Let's simplify the given expression step by step:
(tan^2a / (1 + tan^2a + cos^2a)) * cos^2a
(sin^2a / cos^2a) / (1 + sin^2a / cos^2a + cos^2a) * cos^2a
(sin^2a / cos^2a) / ((cos^2a + sin^2a) / cos^2a) * cos^2a
(sin^2a / cos^2a) / (1 / cos^2a) * cos^2a
(sin^2a / cos^2a) * cos^2a
sin^2a
Therefore, the simplified expression is sin^2a.

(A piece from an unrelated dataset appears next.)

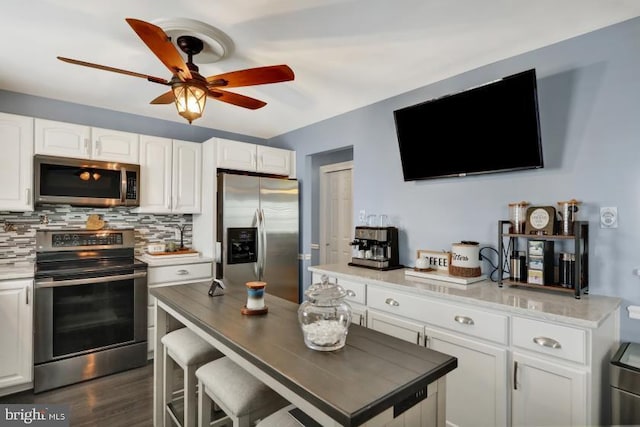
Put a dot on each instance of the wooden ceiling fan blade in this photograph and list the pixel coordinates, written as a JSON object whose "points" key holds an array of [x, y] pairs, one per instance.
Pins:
{"points": [[252, 76], [165, 98], [115, 70], [160, 44], [236, 99]]}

Let's simplify the given expression step by step:
First, rewrite the expression as follows:(tan^2a / (1 + tan^2a + cos^2a)) * cos^2a
Note that tan^2a = sin^2a / cos^2a. Therefore, we can rewrite the expression as:(sin^2a / cos^2a) / (1 + sin^2a / cos^2a + cos^2a) * cos^2a
To simplify further, let's find a common denominator for the terms in the denominator:(sin^2a / cos^2a) / ((cos^2a + sin^2a) / cos^2a) * cos^2a
Now, simplify the expression:(sin^2a / cos^2a) / (1 / cos^2a) * cos^2a
(sin^2a / cos^2a) * cos^2a
sin^2a
Therefore, the simplified expression is sin^2a.